Super Bowl won: Super Bowl XLV
Aaron Rodgers won the MVP award for the game after throwing for 304 yards and three touchdowns on 24-for-39 passing for the Green Bay Packers. Credit: MCT

You'd think the stakes - and the stage - couldn't get any bigger for Packers quarterback Aaron Rodgers in Super Bowl XLV. But it turns out the MVP of the Packers' win over the Steelers was more nervous for an appearance on the Ellen DeGeneres show than he was for the Super Bowl. 

“I was real nervous for Ellen, I really was. I even told her, I said, ‘I wasn’t nervous for the Super Bowl, but I’m pretty dang nervous for your show,'" Rodgers said in an appearance on ESPN Radio Milwaukee with Homer, courtesy of Sportsradiointerviews.com. "She was great. I’ve become a bigger fan over the last few months as she’s voiced her strong feelings about our team.”

So why all the nerves for Ellen and not for a David Letterman appearance the night after the Super Bowl? 
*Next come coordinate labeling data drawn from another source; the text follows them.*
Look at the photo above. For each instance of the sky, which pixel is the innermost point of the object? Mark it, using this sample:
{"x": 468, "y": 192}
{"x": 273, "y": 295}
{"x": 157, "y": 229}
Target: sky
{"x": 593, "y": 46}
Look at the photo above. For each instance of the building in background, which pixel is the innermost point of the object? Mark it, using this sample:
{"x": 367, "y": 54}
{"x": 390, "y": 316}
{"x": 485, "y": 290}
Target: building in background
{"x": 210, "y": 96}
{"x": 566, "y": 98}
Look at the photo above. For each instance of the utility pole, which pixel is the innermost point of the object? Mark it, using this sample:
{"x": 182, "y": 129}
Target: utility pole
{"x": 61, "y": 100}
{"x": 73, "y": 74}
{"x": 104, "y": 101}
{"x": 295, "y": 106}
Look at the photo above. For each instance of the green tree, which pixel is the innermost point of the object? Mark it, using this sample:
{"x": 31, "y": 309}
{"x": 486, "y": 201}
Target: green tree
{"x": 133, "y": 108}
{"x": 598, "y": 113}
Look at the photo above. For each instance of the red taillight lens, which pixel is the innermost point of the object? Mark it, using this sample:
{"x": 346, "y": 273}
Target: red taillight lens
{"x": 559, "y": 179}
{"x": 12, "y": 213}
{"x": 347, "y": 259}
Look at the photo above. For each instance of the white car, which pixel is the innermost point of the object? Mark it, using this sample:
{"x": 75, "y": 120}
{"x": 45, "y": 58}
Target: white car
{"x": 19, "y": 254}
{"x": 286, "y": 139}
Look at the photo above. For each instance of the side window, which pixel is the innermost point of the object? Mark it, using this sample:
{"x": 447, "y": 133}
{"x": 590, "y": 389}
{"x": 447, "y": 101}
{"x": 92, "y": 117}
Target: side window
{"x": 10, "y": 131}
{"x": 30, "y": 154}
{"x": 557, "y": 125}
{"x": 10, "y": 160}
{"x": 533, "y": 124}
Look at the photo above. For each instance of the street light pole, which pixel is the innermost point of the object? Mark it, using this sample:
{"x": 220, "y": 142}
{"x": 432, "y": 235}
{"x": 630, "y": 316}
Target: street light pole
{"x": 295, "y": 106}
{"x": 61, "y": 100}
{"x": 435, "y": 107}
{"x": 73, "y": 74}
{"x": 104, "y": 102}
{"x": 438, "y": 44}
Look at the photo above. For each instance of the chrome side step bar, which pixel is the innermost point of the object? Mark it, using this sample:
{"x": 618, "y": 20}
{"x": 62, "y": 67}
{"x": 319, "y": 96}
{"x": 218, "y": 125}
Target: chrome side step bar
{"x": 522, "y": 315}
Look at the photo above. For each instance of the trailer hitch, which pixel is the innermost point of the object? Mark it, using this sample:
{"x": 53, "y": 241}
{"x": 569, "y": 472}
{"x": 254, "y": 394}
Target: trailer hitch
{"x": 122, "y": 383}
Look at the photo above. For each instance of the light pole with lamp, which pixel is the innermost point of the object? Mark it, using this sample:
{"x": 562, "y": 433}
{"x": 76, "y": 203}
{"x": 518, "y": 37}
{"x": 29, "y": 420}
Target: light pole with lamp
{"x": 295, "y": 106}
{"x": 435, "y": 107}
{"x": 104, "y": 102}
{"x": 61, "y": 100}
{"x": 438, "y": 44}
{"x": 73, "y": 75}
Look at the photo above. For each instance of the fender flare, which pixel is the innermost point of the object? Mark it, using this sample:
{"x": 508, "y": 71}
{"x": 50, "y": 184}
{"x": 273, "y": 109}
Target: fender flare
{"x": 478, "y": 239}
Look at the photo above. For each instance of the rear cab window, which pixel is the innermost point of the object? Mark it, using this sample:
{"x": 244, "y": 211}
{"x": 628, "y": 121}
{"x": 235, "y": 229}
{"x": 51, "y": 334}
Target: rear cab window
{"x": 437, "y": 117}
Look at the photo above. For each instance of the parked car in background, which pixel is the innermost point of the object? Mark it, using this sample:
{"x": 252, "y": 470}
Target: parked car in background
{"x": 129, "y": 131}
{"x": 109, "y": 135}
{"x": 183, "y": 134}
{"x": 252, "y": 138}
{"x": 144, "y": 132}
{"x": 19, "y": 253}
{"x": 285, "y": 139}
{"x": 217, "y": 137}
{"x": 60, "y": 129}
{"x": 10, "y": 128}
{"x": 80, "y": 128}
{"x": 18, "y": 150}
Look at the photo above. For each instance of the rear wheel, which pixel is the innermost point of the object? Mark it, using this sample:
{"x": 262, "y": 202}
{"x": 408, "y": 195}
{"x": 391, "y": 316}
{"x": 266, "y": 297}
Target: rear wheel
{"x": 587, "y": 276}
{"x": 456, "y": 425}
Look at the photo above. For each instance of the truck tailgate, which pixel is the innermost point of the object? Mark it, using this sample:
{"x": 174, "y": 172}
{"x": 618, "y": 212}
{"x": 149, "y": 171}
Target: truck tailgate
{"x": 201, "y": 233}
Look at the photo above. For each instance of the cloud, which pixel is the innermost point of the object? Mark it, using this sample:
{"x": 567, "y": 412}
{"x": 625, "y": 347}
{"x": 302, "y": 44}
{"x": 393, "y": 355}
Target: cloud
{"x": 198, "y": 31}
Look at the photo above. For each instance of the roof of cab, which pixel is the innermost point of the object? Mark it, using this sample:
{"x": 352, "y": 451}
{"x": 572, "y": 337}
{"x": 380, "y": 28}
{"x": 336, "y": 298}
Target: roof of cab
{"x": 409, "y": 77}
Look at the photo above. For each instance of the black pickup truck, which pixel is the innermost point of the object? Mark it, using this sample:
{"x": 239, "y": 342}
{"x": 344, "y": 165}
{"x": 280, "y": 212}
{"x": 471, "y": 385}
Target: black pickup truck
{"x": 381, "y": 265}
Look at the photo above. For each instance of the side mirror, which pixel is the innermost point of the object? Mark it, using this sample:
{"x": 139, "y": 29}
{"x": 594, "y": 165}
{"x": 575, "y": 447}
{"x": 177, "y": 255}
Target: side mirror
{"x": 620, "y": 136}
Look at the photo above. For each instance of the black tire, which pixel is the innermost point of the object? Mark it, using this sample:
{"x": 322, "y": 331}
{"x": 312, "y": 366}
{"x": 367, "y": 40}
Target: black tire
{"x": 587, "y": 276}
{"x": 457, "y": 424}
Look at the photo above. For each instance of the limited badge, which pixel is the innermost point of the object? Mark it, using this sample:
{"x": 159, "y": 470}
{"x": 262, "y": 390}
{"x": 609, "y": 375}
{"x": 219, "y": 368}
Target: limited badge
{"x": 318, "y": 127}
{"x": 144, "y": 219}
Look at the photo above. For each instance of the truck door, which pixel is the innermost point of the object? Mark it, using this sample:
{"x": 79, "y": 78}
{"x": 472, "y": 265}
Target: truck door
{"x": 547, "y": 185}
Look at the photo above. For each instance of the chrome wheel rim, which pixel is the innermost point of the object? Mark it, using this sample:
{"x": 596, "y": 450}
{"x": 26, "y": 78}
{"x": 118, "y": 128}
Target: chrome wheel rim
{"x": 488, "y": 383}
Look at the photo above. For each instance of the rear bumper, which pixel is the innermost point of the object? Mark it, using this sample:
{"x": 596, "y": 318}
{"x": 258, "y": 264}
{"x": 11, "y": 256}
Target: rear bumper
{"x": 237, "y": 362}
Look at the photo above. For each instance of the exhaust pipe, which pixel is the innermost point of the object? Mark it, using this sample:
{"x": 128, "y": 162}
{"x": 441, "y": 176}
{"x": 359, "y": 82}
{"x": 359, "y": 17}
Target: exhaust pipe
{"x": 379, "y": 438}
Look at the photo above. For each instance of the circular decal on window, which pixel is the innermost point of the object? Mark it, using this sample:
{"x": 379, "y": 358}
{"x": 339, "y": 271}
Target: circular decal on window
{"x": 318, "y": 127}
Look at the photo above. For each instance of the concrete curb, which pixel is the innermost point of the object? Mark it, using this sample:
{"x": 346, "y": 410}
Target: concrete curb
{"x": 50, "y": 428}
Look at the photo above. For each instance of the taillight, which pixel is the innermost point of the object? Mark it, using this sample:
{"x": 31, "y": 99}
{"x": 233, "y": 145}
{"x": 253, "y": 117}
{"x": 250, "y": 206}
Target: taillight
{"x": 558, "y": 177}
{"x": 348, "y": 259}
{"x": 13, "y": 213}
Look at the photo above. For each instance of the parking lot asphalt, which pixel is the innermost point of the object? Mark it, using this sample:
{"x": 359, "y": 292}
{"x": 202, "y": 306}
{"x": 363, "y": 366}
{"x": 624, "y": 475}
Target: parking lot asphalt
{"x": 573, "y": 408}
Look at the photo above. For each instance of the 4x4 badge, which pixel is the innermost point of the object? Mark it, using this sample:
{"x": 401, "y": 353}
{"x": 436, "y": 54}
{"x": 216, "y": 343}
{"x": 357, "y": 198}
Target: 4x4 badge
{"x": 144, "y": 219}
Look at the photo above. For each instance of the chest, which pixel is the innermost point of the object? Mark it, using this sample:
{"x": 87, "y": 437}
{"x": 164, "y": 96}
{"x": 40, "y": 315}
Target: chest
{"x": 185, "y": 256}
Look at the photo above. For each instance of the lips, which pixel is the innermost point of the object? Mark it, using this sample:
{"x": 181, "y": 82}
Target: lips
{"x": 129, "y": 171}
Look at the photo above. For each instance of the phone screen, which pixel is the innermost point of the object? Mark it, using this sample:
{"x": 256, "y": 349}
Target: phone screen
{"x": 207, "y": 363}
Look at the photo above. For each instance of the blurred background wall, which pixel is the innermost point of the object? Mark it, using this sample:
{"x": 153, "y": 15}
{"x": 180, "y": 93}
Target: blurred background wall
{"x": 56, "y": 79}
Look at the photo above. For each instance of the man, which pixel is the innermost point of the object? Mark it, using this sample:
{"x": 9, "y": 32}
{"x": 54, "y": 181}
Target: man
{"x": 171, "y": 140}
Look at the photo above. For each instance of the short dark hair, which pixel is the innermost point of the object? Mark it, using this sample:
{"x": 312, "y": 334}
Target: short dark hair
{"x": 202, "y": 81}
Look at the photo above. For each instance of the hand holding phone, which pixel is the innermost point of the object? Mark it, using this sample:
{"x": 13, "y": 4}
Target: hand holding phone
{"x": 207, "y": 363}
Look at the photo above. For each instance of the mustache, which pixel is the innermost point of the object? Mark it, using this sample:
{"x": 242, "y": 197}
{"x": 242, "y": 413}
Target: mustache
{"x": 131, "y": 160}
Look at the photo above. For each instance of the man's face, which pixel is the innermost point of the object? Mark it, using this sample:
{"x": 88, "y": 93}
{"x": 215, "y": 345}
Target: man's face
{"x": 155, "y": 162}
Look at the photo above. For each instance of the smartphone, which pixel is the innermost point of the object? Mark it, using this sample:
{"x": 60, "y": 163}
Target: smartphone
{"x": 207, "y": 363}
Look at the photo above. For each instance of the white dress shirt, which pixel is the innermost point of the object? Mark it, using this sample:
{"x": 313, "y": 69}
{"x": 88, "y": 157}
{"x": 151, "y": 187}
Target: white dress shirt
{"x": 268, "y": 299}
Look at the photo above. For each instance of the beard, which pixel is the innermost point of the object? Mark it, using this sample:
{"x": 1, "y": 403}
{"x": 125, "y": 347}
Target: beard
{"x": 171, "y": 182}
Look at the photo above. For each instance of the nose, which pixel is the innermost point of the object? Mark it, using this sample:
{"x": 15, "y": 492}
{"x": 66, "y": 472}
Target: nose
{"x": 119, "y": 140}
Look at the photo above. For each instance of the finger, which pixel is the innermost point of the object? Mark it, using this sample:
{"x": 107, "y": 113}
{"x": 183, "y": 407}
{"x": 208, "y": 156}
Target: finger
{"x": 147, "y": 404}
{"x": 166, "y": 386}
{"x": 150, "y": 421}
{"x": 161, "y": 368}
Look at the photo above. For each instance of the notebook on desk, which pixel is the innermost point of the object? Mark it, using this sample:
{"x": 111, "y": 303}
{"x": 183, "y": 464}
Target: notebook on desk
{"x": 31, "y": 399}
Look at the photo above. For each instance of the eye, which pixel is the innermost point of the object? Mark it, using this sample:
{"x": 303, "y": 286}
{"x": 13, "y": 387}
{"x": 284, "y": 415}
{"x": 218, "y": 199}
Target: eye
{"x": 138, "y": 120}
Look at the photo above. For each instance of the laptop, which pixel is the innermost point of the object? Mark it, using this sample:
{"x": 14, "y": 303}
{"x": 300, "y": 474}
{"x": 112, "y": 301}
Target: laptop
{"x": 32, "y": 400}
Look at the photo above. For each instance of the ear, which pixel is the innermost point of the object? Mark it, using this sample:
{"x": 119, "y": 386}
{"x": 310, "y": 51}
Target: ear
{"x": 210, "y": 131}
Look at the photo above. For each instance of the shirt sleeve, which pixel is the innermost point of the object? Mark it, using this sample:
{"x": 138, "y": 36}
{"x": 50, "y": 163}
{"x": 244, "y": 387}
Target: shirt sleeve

"I know how big her show is," Rodgers said. "I know you wouldn’t know anything about this, but people actually tune in and watch her show. … I got to Ellen at like 2:45 and didn’t go on the air until 4:20 or 4:30 so I had a lot of time to think about not making myself look stupid and that’s when I get nervous.”

Rodgers also addressed one of his father's stories that Aaron, as a 2-year-old, could sit in front of the TV and watch an entire NFL game. 

“I think he might have said three, but you know, from your stories, every story gets better as the years pass," he said. "As we look back on the Super Bowl in 20 years, I probably would have passed for 450 yards and five touchdowns. The stats might not show that, but every story gets better over the years. I was a big football fan for as long as I could remember. … It makes for a pretty good story.”

What about the story that he could recognize formations at age 5?

“I could probably identify what side Jerry Rice was to and what side John Taylor was to and where Brent Jones was lining up. … You still can’t identify plays and you’re 65.”